With so many people, especially in India, giving in to Islamophobia, or at least normalising it, the questions seem like important ones. But for me, the answer is simple. I consistently speak up against Islamophobia because that is who I was brought up to be.

The Hinduism I inherited was an all inclusive one. Both my grandmothers were ritualistic Hindus, but their religion had space for other faiths. In her Kanjeevaram madisar and vaira mookuti, one grandmother would visit Nagore Darga and Velankanni Church with the same faith as she would any temple. In all the years that she lived in Bombay, the other grandmother never once missed the Wednesday Novena at Mahim Church. She went to Mahalakshi Temple every Friday, and always stopped at Haji Ali on the way back. To both my grandmothers, every system of faith and worship could find place in their lives. Once I asked my grandmother why she had a picture of Jesus and Mary in her shrine. Her answer was simple. Mariamman is a Mother Goddess who looks after her children. A role had been assigned to her. That is the Hinduism I inherited. A religion of co-existence. When you grow up with a faith that encompasses all humanity, it is hard to relate to assertions that Hinduism “khatre me hai”. My Krishna is sneaking Amul butter out of my fridge; my Saraswati is borrowing my books and making notes on the margins. Neither of them care about a temple; they are everywhere. Nobody can take them away from me. My faith will be mine always.

When I am fed Islamophobic bigotry by family or friends, I just feel sorry for them. Why did they trade their all-encompassing religion for the narrow one of bigotry and hate? Love fills you with joy, why choose hate? Earlier, it used to hurt when openly bigoted statements were uttered. But I have trained myself to ignore them. The statements merely expose how little love the people uttering them have in their hearts.

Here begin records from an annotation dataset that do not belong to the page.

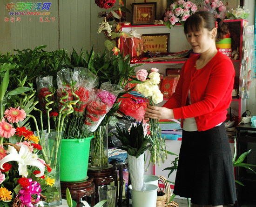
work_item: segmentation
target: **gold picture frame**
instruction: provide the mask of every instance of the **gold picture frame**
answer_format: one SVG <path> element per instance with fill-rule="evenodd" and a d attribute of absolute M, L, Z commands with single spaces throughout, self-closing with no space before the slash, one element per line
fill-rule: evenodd
<path fill-rule="evenodd" d="M 154 24 L 156 15 L 156 3 L 133 3 L 132 25 Z"/>
<path fill-rule="evenodd" d="M 142 34 L 143 50 L 154 53 L 169 52 L 169 33 Z"/>

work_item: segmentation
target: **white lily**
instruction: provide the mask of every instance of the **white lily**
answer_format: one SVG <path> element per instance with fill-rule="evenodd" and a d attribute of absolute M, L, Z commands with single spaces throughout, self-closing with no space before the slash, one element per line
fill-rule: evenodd
<path fill-rule="evenodd" d="M 37 160 L 37 154 L 29 152 L 29 149 L 27 146 L 22 145 L 20 147 L 19 154 L 14 147 L 9 146 L 7 152 L 9 154 L 0 160 L 0 168 L 4 169 L 3 165 L 6 162 L 16 161 L 19 162 L 18 170 L 20 175 L 27 177 L 28 174 L 27 170 L 27 165 L 35 166 L 40 170 L 40 173 L 36 175 L 36 177 L 39 177 L 44 175 L 45 166 Z"/>

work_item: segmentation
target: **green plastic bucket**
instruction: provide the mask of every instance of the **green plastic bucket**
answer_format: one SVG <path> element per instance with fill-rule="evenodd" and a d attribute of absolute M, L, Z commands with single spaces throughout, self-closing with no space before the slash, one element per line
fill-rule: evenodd
<path fill-rule="evenodd" d="M 61 140 L 60 163 L 61 181 L 75 182 L 86 178 L 90 144 L 93 137 Z"/>

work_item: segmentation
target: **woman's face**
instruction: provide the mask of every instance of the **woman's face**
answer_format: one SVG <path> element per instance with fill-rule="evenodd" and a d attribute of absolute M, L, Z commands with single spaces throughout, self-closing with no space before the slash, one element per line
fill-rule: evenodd
<path fill-rule="evenodd" d="M 214 35 L 213 30 L 214 29 L 209 32 L 204 28 L 200 31 L 188 33 L 188 41 L 191 46 L 195 53 L 202 53 L 212 49 L 213 47 L 216 48 L 216 35 Z"/>

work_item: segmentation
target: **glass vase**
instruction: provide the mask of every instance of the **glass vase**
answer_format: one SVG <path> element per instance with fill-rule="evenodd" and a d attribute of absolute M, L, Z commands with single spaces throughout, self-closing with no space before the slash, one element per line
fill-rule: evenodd
<path fill-rule="evenodd" d="M 39 137 L 39 144 L 42 147 L 41 158 L 45 161 L 46 164 L 50 166 L 52 170 L 48 170 L 46 167 L 44 179 L 38 181 L 41 186 L 40 194 L 46 199 L 36 205 L 55 207 L 62 205 L 60 162 L 62 133 L 54 130 L 51 130 L 50 133 L 46 132 L 46 130 L 44 132 L 34 132 L 34 134 Z"/>
<path fill-rule="evenodd" d="M 91 167 L 104 169 L 108 167 L 108 126 L 99 126 L 91 140 Z"/>

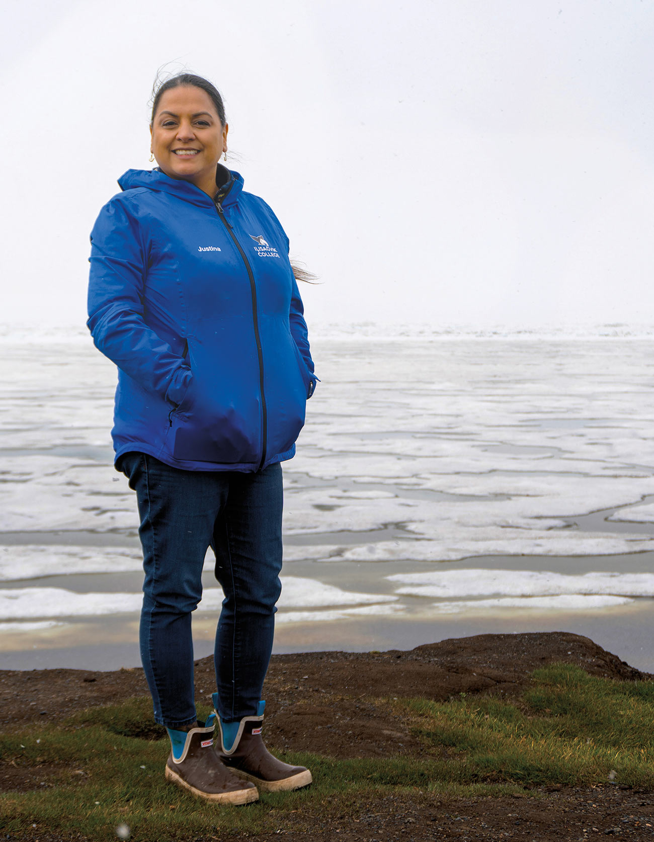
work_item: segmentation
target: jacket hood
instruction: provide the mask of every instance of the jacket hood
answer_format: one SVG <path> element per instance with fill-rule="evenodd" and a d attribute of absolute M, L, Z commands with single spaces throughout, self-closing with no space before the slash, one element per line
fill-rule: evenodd
<path fill-rule="evenodd" d="M 218 164 L 216 168 L 216 186 L 215 192 L 219 190 L 218 182 L 221 184 L 226 184 L 230 179 L 233 179 L 232 185 L 223 199 L 221 204 L 227 207 L 232 205 L 238 199 L 238 195 L 243 189 L 243 178 L 234 170 L 229 170 L 222 164 Z M 173 196 L 183 199 L 184 201 L 191 202 L 193 205 L 209 205 L 213 207 L 213 200 L 204 190 L 192 184 L 189 181 L 182 179 L 171 179 L 169 175 L 157 167 L 155 169 L 128 169 L 126 173 L 118 179 L 118 185 L 121 190 L 130 190 L 135 188 L 146 188 L 150 190 L 159 190 L 162 193 L 170 193 Z"/>

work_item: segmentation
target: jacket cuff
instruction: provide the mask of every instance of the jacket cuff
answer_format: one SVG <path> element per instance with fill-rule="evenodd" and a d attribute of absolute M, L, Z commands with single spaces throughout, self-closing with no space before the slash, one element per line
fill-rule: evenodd
<path fill-rule="evenodd" d="M 191 381 L 192 372 L 188 365 L 180 365 L 173 375 L 167 391 L 166 392 L 166 400 L 178 407 L 184 399 L 184 395 Z"/>

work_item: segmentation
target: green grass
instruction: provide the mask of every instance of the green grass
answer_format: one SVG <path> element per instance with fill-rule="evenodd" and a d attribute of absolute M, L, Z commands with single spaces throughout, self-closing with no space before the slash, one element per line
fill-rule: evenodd
<path fill-rule="evenodd" d="M 0 759 L 19 770 L 40 766 L 47 786 L 3 794 L 0 827 L 19 838 L 47 829 L 101 842 L 115 839 L 125 823 L 139 842 L 172 842 L 311 830 L 389 793 L 427 804 L 543 784 L 608 783 L 611 770 L 615 783 L 654 788 L 654 683 L 614 682 L 554 664 L 534 673 L 516 704 L 463 695 L 447 703 L 377 703 L 392 705 L 424 754 L 347 760 L 285 754 L 311 767 L 313 786 L 263 795 L 245 807 L 203 804 L 165 782 L 167 740 L 150 725 L 148 699 L 93 708 L 58 727 L 30 726 L 0 739 Z"/>

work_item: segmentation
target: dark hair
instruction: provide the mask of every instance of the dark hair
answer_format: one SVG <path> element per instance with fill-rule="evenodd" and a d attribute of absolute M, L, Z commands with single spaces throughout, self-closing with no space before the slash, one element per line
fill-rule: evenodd
<path fill-rule="evenodd" d="M 222 97 L 220 92 L 212 85 L 209 79 L 204 78 L 202 76 L 196 76 L 194 73 L 178 73 L 176 76 L 172 76 L 169 79 L 165 82 L 162 82 L 157 73 L 157 78 L 155 79 L 154 84 L 152 85 L 152 113 L 150 117 L 150 125 L 154 123 L 154 117 L 157 114 L 157 109 L 159 107 L 159 100 L 162 96 L 169 91 L 173 88 L 199 88 L 201 91 L 204 91 L 210 98 L 211 102 L 214 104 L 214 108 L 218 115 L 218 119 L 221 120 L 221 124 L 224 126 L 226 123 L 225 118 L 225 105 L 222 102 Z"/>

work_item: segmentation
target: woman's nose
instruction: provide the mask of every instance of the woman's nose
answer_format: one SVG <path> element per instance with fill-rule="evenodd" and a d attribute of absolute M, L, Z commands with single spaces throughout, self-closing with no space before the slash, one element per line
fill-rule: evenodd
<path fill-rule="evenodd" d="M 193 132 L 193 126 L 190 123 L 182 122 L 177 132 L 177 139 L 180 141 L 192 141 L 195 136 Z"/>

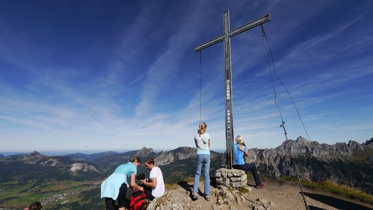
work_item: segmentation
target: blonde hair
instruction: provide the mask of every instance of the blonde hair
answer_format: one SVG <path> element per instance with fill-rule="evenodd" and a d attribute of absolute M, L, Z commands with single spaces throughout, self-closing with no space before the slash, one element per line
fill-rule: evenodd
<path fill-rule="evenodd" d="M 244 152 L 244 146 L 242 145 L 242 143 L 244 143 L 244 139 L 242 138 L 242 136 L 241 135 L 238 135 L 236 137 L 236 142 L 238 144 L 238 149 L 240 150 L 241 152 Z"/>
<path fill-rule="evenodd" d="M 141 160 L 140 160 L 140 158 L 138 157 L 135 157 L 133 158 L 131 158 L 128 160 L 128 162 L 133 163 L 133 162 L 136 162 L 136 163 L 141 163 Z"/>
<path fill-rule="evenodd" d="M 200 123 L 199 123 L 199 126 L 198 127 L 198 130 L 197 132 L 200 134 L 201 134 L 202 133 L 201 132 L 202 132 L 202 129 L 203 128 L 206 128 L 207 127 L 207 125 L 206 124 L 206 123 L 205 123 L 203 122 L 202 122 Z"/>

For me, not giving in to Islamophobia is easy. Speaking up against it is harder. Islamophobes do not differentiate between handles; a Hindu speaking up against Islamophobia is attacked and trolled as much as a Muslim. I have been called anti-national, unpatriotic, and jehadi. I have been asked go to Pakistan (why nobody sends me to New Zealand, is beyond me), and to join the ISIS; both of which I have declined to do.

Sometimes, people throw random facts at you, and ask you to defend them. You are asked to explain quotes that are taken out of context. Worst of all, sometimes Muslims themselves turn against you, and insinuate that your concern is superficial. Most of these issues are not unique to Hindus; anyone taking a stand against Islamophobia is subject to them. It is particularly bad when you are attacked by a pack of trolls, and some encounters leave you physically drained.

When standing up against hate can be so difficult, why do I continue? Because I was commanded to do so. In his last letter to me my grandfather wrote, “if you are lucky, in your lifetime you will be asked to choose between what is right and what is easy. That will define who you are.” It was his benediction, and I am living it now. I cannot back out from the responsibility entrusted on me by him. Once I was targeted viciously by someone I cared about. “You are a traitor to your caste. Your forefathers must be so ashamed of your treachery.” It was meant to hurt, but it only strengthened me. The person targeting me does not know who my grandparents were. By drawing attention to them, she only reminded me that my grandparents would be proud of me for standing up for what is right.

There is so much hate and bigotry in the world, and so much of it is so well organized to stamp out individual voices of dissent. There are days when you are emotionally drained. There are days when you question if you are making any difference. There are days when you are tempted to withdraw. But those days do not come only to Hindus- they come to everyone who stands up against bigotry. And because you know you are not alone, you soldier on.

When you feel like giving up, you remember how you saw fear in the eyes of your Uber driver on May 23 when he had to pick you up from a street where celebratory firecrackers were being burst. You remember how silent he was during the entire journey, and how his face lit up when you looked him in the eye and said “Ramzan Mubarak”. You know the power of love. And you know you will keep fighting until hate is defeated and coexistence is normalized.

Most of it is not your fight alone. It is the fight of everyone standing up against bigotry and hate. Each of us have our own reasons why continue to speak up. This is mine- I cannot do otherwise.